Make all things redundant

Build redundancy into your application, to avoid having single points of failure

A resilient application routes around failure. Identify the critical paths in your application. Is there redundancy at each point in the path? When a subsystem fails, will the application fail over to something else?

Recommendations

Consider business requirements. The amount of redundancy built into a system can affect both cost and complexity. Your architecture should be informed by your business requirements, such as recovery time objective (RTO). For example, a multi-region deployment is more expensive than a single-region deployment, and is more complicated to manage. You will need operational procedures to handle failover and failback. The additional cost and complexity might be justified for some business scenarios and not others.

Place VMs behind a load balancer. Don't use a single VM for mission-critical workloads. Instead, place multiple VMs behind a load balancer. If any VM becomes unavailable, the load balancer distributes traffic to the remaining healthy VMs. To learn how to deploy this configuration, see Multiple VMs for scalability and availability.

Diagram of load-balanced VMs

Replicate databases. Azure SQL Database and Azure Cosmos DB automatically replicate the data within a region, and you can enable geo-replication across regions. If you are using an IaaS database solution, choose one that supports replication and failover, such as SQL Server Always On availability groups.

Enable geo-replication. Geo-replication for Azure SQL Database and Azure Cosmos DB creates secondary readable replicas of your data in one or more secondary regions. In the event of an outage, the database can fail over to the secondary region for writes.

Partition for availability. Database partitioning is often used to improve scalability, but it can also improve availability. If one shard goes down, the other shards can still be reached. A failure in one shard will only disrupt a subset of the total transactions.

Deploy to more than one region. For the highest availability, deploy the application to more than one region. That way, in the rare case when a problem affects an entire region, the application can fail over to another region. The following diagram shows a multi-region application that uses Azure Traffic Manager to handle failover.

Diagram of using Azure Traffic Manager to handle failover

Synchronize front and backend failover. Use Azure Traffic Manager to fail over the front end. If the front end becomes unreachable in one region, Traffic Manager will route new requests to the secondary region. Depending on your database solution, you may need to coordinate failing over the database.
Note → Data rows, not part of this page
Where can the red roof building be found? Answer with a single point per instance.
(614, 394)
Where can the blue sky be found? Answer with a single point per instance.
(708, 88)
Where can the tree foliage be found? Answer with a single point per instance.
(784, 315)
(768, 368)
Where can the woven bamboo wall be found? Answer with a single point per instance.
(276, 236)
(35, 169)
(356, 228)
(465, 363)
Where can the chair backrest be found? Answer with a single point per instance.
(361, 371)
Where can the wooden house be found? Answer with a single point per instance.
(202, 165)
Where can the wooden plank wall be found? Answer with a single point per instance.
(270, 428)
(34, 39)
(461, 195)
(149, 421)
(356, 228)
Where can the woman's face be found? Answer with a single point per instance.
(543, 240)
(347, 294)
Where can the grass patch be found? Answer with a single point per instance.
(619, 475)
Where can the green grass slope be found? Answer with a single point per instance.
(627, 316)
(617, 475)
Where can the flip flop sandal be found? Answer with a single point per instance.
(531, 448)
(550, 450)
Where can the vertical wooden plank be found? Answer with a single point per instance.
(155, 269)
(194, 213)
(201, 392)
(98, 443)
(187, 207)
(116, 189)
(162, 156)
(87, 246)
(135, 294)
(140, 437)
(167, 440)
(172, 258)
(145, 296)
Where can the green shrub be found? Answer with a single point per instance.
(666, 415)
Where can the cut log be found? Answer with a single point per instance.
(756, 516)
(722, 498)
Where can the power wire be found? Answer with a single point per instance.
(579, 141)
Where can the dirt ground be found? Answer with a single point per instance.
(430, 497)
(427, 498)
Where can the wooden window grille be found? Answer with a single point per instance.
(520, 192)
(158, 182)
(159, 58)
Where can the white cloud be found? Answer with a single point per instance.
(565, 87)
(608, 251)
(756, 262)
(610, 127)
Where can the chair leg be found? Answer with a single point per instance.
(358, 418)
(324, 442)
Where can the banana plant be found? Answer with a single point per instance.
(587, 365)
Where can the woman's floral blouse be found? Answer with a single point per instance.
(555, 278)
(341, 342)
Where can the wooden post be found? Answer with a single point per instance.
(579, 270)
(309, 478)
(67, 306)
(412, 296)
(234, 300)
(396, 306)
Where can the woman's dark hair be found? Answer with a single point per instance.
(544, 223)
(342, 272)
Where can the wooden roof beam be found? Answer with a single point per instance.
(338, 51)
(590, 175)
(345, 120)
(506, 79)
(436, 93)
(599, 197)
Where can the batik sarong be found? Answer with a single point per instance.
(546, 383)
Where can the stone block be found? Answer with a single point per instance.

Use automatic failover but manual failback. Use Traffic Manager for automatic failover, but not for automatic failback. Automatic failback carries a risk that you might switch to the primary region before the region is completely healthy. Instead, verify that all application subsystems are healthy before manually failing back. Also, depending on the database, you might need to check data consistency before failing back.

To achieve this, disable the primary endpoint of Traffic Manager after failover. Note that if the monitoring interval of probes is short and the tolerated number of failures is small, failover as well as failback will take place in a short time. In some cases, disabling will not be completed in time. To avoid unconfirmed failback, consider also implementing a health endpoint that can verify that all subsystems are healthy. See the Health Endpoint Monitoring pattern.

Include redundancy for Traffic Manager. Traffic Manager is a possible failure point. Review the Traffic Manager SLA, and determine whether using Traffic Manager alone meets your business requirements for high availability. If not, consider adding another traffic management solution as a failback. If the Azure Traffic Manager service fails, change your CNAME records in DNS to point to the other traffic management service.